Re: [PATCH v3 3/4] ci: Add a migration compatibility test job

2024-01-10 Thread Thomas Huth

On 09/01/2024 21.58, Fabiano Rosas wrote:

Cédric Le Goater  writes:


On 1/5/24 19:04, Fabiano Rosas wrote:

The migration tests have support for being passed two QEMU binaries to
test migration compatibility.

Add a CI job that builds the lastest release of QEMU and another job
that uses that version plus an already present build of the current
version and run the migration tests with the two, both as source and
destination. I.e.:

   old QEMU (n-1) -> current QEMU (development tree)
   current QEMU (development tree) -> old QEMU (n-1)

The purpose of this CI job is to ensure the code we're about to merge
will not cause a migration compatibility problem when migrating the
next release (which will contain that code) to/from the previous
release.

I'm leaving the jobs as manual for now because using an older QEMU in
tests could hit bugs that were already fixed in the current
development tree and we need to handle those case-by-case.

Note: for user forks, the version tags need to be pushed to gitlab
otherwise it won't be able to checkout a different version.

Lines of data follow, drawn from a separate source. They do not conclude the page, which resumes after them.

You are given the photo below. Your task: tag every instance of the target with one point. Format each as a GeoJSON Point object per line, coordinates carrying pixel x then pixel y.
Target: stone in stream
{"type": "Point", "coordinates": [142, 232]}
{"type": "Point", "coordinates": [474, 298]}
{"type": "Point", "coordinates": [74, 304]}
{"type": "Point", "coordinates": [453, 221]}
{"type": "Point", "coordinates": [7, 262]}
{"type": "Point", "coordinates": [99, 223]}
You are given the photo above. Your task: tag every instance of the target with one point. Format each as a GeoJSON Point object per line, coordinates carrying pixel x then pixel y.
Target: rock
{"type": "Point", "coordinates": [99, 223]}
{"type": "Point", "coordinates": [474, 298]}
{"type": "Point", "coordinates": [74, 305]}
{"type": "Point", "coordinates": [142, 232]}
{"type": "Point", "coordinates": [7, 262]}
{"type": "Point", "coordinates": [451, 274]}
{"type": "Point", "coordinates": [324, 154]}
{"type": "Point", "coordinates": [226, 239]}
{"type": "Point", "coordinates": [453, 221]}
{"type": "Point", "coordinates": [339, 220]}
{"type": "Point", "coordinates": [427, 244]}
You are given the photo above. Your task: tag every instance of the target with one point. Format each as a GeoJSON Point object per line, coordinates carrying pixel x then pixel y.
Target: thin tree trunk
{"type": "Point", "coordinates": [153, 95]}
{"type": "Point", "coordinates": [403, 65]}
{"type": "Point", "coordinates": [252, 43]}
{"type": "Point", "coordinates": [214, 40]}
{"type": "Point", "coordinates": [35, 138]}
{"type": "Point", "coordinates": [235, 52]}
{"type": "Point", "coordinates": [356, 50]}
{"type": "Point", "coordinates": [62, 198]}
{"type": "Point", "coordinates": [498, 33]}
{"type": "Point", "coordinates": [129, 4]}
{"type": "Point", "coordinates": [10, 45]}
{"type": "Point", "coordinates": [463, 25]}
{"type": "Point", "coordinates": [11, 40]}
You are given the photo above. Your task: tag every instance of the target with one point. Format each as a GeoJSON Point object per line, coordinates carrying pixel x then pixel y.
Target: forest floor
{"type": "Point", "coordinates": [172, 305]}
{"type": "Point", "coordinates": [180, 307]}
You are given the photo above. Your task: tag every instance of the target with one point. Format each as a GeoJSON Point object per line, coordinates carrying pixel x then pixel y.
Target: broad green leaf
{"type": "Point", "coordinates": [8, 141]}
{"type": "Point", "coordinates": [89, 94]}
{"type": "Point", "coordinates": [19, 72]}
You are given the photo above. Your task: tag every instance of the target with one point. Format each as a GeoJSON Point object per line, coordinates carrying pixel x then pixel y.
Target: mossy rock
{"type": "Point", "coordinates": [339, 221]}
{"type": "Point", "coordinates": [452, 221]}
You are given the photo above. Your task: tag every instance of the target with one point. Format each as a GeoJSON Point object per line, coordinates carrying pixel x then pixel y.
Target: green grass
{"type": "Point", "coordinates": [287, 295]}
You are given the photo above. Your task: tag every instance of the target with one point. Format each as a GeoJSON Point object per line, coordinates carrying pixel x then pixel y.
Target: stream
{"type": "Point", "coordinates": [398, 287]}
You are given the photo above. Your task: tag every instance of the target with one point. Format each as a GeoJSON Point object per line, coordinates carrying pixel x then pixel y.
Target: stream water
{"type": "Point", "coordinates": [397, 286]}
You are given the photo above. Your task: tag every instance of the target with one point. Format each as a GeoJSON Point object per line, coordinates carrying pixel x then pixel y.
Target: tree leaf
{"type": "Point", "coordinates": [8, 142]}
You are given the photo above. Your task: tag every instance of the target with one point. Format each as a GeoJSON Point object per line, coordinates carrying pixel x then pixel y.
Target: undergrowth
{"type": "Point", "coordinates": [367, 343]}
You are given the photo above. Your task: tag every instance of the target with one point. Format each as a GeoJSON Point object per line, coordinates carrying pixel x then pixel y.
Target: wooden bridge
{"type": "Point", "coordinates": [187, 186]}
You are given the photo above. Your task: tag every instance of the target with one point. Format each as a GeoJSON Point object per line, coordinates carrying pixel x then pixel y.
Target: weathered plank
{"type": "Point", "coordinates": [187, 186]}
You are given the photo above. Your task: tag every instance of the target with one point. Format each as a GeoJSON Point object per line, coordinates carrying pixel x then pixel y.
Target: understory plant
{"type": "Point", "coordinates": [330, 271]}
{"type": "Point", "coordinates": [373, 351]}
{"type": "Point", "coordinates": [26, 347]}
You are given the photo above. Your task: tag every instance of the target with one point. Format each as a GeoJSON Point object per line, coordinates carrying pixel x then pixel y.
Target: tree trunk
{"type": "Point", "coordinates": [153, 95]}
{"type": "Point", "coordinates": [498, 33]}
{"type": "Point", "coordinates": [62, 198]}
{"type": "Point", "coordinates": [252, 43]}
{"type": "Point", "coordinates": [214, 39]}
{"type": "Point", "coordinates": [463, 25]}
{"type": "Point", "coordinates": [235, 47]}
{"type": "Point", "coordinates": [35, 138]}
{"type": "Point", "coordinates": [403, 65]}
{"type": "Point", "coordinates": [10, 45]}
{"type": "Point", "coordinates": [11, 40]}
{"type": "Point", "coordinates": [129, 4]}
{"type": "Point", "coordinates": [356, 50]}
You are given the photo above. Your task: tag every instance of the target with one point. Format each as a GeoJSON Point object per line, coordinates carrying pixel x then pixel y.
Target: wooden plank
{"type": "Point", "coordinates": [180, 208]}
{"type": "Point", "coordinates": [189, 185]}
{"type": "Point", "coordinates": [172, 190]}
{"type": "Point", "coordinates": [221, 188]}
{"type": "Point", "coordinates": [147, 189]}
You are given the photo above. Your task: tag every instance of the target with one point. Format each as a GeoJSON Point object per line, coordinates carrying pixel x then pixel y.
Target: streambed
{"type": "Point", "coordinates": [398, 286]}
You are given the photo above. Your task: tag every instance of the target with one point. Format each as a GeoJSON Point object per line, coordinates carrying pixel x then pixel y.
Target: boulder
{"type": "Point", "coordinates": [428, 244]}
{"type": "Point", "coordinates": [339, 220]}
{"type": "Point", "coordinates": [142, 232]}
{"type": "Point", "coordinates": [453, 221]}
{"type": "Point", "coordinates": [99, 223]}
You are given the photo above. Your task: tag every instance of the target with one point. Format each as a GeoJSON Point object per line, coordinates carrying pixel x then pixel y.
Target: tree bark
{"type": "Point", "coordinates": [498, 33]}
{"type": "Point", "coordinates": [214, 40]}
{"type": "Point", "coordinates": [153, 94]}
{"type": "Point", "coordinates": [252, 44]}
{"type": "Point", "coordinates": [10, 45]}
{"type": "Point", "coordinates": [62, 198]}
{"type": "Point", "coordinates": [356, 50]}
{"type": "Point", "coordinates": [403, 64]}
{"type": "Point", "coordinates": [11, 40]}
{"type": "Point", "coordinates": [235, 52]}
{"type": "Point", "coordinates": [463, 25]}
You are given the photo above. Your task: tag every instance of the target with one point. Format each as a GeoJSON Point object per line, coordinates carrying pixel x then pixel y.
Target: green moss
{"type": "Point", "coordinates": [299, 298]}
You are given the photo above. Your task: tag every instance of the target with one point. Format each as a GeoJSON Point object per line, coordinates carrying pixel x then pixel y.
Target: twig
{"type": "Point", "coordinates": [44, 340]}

Signed-off-by: Fabiano Rosas 
---
   .gitlab-ci.d/buildtest.yml | 53 ++
   1 file changed, 53 insertions(+)

diff --git a/.gitlab-ci.d/buildtest.yml b/.gitlab-ci.d/buildtest.yml
index 91663946de..81163a3f6a 100644
--- a/.gitlab-ci.d/buildtest.yml
+++ b/.gitlab-ci.d/buildtest.yml
@@ -167,6 +167,59 @@ build-system-centos:
 x86_64-softmmu rx-softmmu sh4-softmmu nios2-softmmu
   MAKE_CHECK_ARGS: check-build
   
+build-previous-qemu:

+  extends: .native_build_job_template
+  artifacts:
+when: on_success
+expire_in: 2 days
+paths:
+  - build-previous
+exclude:
+  - build-previous/**/*.p
+  - build-previous/**/*.a.p
+  - build-previous/**/*.fa.p
+  - build-previous/**/*.c.o
+  - build-previous/**/*.c.o.d
+  - build-previous/**/*.fa
+  needs:
+job: amd64-opensuse-leap-container
+  variables:
+QEMU_JOB_OPTIONAL: 1
+IMAGE: opensuse-leap
+TARGETS: x86_64-softmmu aarch64-softmmu
+  before_script:
+- export QEMU_PREV_VERSION="$(sed 's/\([0-9.]*\)\.[0-9]*/v\1.0/' VERSION)"
+- git checkout $QEMU_PREV_VERSION
+  after_script:
+- mv build build-previous
+
+.migration-compat-common:
+  extends: .common_test_job_template
+  needs:
+- job: build-previous-qemu
+- job: build-system-opensuse
+  allow_failure: true
+  variables:
+QEMU_JOB_OPTIONAL: 1
+IMAGE: opensuse-leap
+MAKE_CHECK_ARGS: check-build
+  script:
+- cd build
+- QTEST_QEMU_BINARY_SRC=../build-previous/qemu-system-${TARGET}
+  QTEST_QEMU_BINARY=./qemu-system-${TARGET} 
./tests/qtest/migration-test
+- QTEST_QEMU_BINARY_DST=../build-previous/qemu-system-${TARGET}
+  QTEST_QEMU_BINARY=./qemu-system-${TARGET} 
./tests/qtest/migration-test
+
+migration-compat-aarch64:
+  extends: .migration-compat-common
+  variables:
+TARGET: aarch64
+
+migration-compat-x86_64:
+  extends: .migration-compat-common
+  variables:
+TARGET: x86_64



What about the others archs, s390x and ppc ? Do you lack the resources
or are there any problems to address ?


Currently s390x and ppc are only tested on KVM. Which means they are not
tested at all unless someone runs migration-test on a custom runner. The
same is true for this test.

The TCG tests have been disabled:
 /*
  * On ppc64, the test only works with kvm-hv, but not with kvm-pr and TCG
  * is touchy due to race conditions on dirty bits (especially on PPC for
  * some reason)
  */

 /*
  * Similar to ppc64, s390x seems to be touchy with TCG, so disable it
  * there until the problems are resolved
  */

It would be great if we could figure out what these issues are and fix
them so we can at least test with TCG like we do for aarch64.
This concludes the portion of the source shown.